Effect of ruthenium(II)-bipyridine complex photosensitizer on the panchromatic light absorption and electron transfer in N719-dye sensitized photoanodes

Abstract

It is known that the traditional N719 photosensitizer shows an insufficient light absorption from 400 to 500 nm in the visible region, which often limits the light harvesting efficiency (LHE) of its sensitized photoanodes and accordingly depresses the photoelectric conversion efficiency (PCE) of the resultant dye-sensitized solar cells (DSSCs). In this work, a type of [Ru (bpy)2 (dcbpy)](PF6)2 (labeled as Ru1) dyes was synthesized and used as a co-sensitizer for N719-dye sensitized photoanodes. Results show that Ru1 dye has a characteristic absorption peak within the range of 400–500 nm, accompanying with a higher molar extinction coefficient than N719 ones, which makes it well compensates for the insufficient LHE of N719 dye in this region.

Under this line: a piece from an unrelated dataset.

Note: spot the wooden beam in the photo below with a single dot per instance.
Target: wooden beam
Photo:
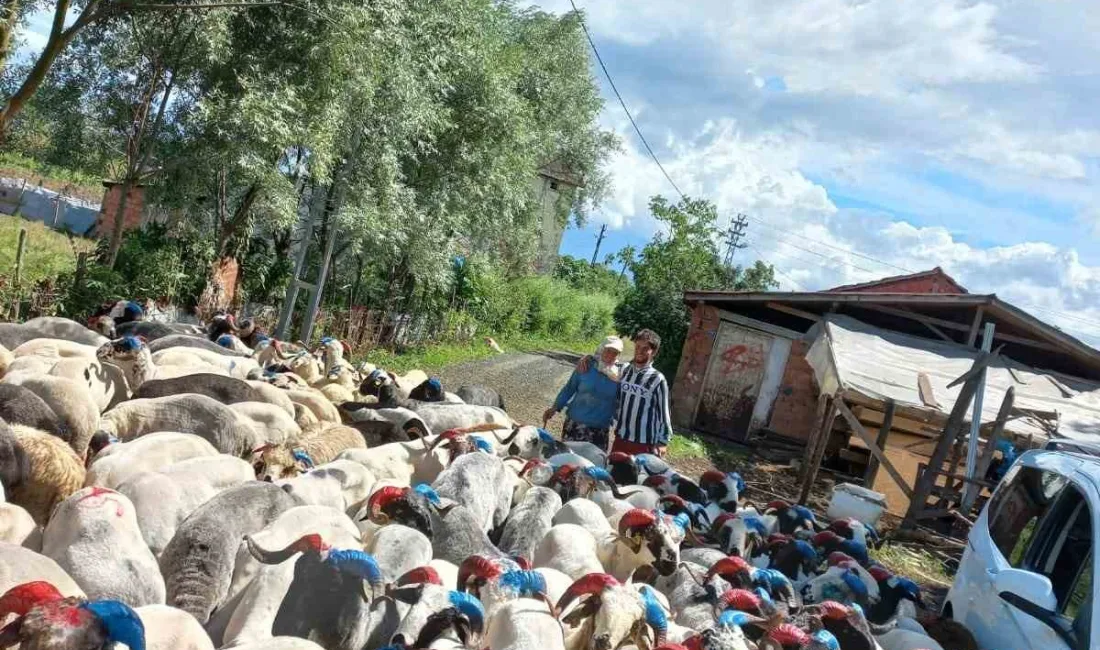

Moreover, the difference between the highest occupied molecular orbitals of Ru1 and N719 dyes can support a sufficient force for N719 dyes' regeneration. As a result, the DSSCs with Ru1/N719 composite photosensitizer show a 19%-improved PCE compared to the ones with N719 dyes. A series of tests and analysis indicate that the enhancement of PCE is mainly attributed to the complementary light absorption characteristics of N719/Ru1 in the visible light region, and a partial contribution to PCE could be due to the improved charge transfer within the photoanodes and the depressed competitive light absorption by I3− ions via energy band engineering.